Date: Monday, November 9, 2020
Session Type: Poster Session D
Session Time: 9:00AM-11:00AM
Background/Purpose: A subset of juvenile dermatomyositis (JDM), clinically amyopathic dermatomyositis (CADM), is uncommon and mainly described in adults. CADM is classically characterized by skin ulcerations, minimal muscle involvement, and interstitial lung disease (ILD). Anti-MDA5 antibodies are associated with CADM and ILD. A subset of anti-MDA5 patients have rapidly progressive ILD (RP-ILD), that is typically fatal. Limited data exists on pulmonary manifestations of these presentations in pediatric patients. We aimed to describe pulmonary manifestations, as well as outcomes, in a cohort of patients with pediatric anti-MDA5-associated lung disease.
Methods: A retrospective chart review was completed on patients < 18 years of age at presentation with the diagnosis of JDM, ILD and positive anti-MDA5 antibodies.
Results: 10 patients were identified: 60% male, 70% White, 30% Black, 40% Hispanic. The mean age at symptom onset was 9.6±6.8 years, at diagnosis it was 10±6.8 years.
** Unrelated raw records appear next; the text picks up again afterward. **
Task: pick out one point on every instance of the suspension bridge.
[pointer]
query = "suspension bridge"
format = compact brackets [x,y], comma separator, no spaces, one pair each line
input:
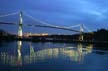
[42,24]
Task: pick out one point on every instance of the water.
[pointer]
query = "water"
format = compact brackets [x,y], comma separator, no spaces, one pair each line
[29,56]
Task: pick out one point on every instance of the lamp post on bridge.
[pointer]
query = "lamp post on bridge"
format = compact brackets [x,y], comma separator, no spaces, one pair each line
[20,34]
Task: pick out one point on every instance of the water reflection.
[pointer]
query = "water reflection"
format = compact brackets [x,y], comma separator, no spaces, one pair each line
[75,54]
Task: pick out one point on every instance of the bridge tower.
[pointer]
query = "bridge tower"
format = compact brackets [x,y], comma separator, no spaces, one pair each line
[20,34]
[81,33]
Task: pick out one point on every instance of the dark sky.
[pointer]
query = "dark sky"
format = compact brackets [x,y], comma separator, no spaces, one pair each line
[92,13]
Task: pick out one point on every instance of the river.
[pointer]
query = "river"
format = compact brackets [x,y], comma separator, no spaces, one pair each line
[49,56]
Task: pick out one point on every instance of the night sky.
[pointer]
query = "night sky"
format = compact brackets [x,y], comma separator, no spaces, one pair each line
[92,13]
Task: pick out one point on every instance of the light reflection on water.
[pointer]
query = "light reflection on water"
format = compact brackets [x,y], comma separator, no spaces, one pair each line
[36,54]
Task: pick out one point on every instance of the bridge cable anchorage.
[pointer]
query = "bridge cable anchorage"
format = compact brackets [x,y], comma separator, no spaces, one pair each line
[9,14]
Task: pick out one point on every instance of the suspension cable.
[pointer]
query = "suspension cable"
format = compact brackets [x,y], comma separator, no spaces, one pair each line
[8,14]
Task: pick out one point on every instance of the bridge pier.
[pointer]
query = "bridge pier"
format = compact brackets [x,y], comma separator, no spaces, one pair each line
[81,37]
[20,34]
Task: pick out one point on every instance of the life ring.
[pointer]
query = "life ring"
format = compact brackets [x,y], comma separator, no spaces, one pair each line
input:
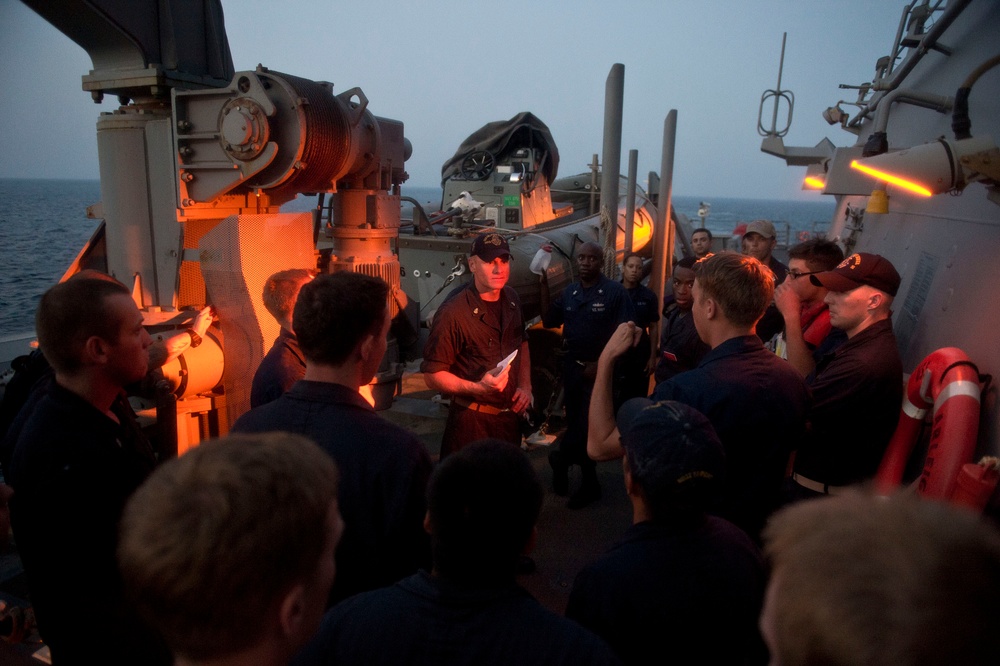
[948,381]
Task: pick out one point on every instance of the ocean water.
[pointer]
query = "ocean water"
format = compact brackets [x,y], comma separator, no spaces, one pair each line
[43,225]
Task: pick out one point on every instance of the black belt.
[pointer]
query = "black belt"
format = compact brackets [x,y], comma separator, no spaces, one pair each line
[479,407]
[818,487]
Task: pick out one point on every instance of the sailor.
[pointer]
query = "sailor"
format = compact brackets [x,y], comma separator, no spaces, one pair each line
[759,240]
[639,361]
[756,401]
[284,364]
[482,506]
[680,347]
[677,576]
[857,388]
[342,320]
[701,242]
[78,455]
[589,312]
[229,549]
[803,306]
[858,580]
[468,353]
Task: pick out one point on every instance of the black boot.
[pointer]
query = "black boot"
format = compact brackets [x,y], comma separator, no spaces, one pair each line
[590,490]
[560,474]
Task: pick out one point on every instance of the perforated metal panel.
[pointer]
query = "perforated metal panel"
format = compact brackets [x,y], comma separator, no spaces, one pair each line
[237,256]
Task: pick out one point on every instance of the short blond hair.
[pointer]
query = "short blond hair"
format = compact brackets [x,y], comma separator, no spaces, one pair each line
[861,580]
[214,539]
[742,286]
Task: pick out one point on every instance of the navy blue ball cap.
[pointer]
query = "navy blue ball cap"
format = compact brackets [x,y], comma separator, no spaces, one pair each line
[671,444]
[490,246]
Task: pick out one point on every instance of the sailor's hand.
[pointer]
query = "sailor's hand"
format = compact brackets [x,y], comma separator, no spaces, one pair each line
[625,337]
[522,400]
[788,303]
[494,383]
[202,321]
[651,363]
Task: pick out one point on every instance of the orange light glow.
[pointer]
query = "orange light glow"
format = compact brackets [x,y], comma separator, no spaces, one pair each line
[908,185]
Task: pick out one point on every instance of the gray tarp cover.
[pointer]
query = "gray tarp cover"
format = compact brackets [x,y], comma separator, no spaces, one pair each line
[521,131]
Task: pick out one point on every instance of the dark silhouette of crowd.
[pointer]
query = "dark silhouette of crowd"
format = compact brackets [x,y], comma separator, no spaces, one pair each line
[231,553]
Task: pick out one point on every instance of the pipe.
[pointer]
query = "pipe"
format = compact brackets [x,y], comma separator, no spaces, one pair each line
[663,233]
[633,168]
[614,92]
[927,42]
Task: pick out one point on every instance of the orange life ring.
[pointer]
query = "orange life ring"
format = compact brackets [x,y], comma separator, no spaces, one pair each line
[948,381]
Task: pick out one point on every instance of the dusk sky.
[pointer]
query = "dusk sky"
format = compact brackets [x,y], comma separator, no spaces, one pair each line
[445,68]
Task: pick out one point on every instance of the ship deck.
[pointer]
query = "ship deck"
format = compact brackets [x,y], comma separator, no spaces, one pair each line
[567,540]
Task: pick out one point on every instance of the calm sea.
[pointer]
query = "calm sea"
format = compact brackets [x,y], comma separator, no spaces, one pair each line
[43,225]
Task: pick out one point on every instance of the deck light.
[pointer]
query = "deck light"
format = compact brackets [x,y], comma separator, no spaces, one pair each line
[815,178]
[932,168]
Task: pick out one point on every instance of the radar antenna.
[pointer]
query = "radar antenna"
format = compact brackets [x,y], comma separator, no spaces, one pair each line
[777,94]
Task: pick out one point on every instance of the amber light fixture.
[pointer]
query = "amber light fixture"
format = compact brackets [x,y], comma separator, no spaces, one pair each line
[899,181]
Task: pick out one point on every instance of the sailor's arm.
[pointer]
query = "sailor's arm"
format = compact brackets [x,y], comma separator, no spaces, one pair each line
[603,441]
[522,396]
[487,385]
[790,307]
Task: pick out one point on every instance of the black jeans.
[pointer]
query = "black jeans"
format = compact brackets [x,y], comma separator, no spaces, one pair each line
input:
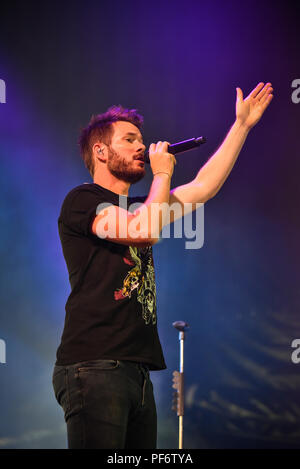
[107,404]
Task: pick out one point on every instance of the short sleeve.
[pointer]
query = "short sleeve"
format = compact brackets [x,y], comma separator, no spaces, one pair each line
[80,209]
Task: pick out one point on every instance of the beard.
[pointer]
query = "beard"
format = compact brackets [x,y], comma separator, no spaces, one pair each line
[122,169]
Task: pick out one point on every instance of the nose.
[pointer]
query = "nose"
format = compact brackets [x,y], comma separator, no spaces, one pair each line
[141,147]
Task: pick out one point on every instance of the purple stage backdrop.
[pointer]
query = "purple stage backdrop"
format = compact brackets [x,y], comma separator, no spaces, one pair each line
[179,64]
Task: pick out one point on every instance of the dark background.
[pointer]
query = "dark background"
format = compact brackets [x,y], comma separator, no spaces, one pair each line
[178,63]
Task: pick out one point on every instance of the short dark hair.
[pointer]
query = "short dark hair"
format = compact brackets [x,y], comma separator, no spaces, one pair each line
[100,128]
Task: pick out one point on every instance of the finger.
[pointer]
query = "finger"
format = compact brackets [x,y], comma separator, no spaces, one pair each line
[239,94]
[159,145]
[152,148]
[166,146]
[256,90]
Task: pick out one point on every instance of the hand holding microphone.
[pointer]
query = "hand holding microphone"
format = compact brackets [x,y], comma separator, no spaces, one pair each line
[177,148]
[162,162]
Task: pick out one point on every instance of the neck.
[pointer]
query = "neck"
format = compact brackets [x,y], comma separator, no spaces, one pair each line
[110,182]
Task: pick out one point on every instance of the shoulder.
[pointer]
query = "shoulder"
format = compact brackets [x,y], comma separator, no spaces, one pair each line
[85,193]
The systems affected at initial presentation were integumentary (100%), musculoskeletal (90%) and respiratory (60%). 40% presented without respiratory symptoms, but were subsequently found to have lung disease. Skin manifestations included nonspecific erythema (70%), Gottron’s papules (60%), ulcerations (50%) and heliotrope rash (40%). Musculoskeletal symptoms included arthritis (80%), mild weakness (60%), and muscular tenderness (50%). Mean creatine kinase was 92.7±69.3 units/L.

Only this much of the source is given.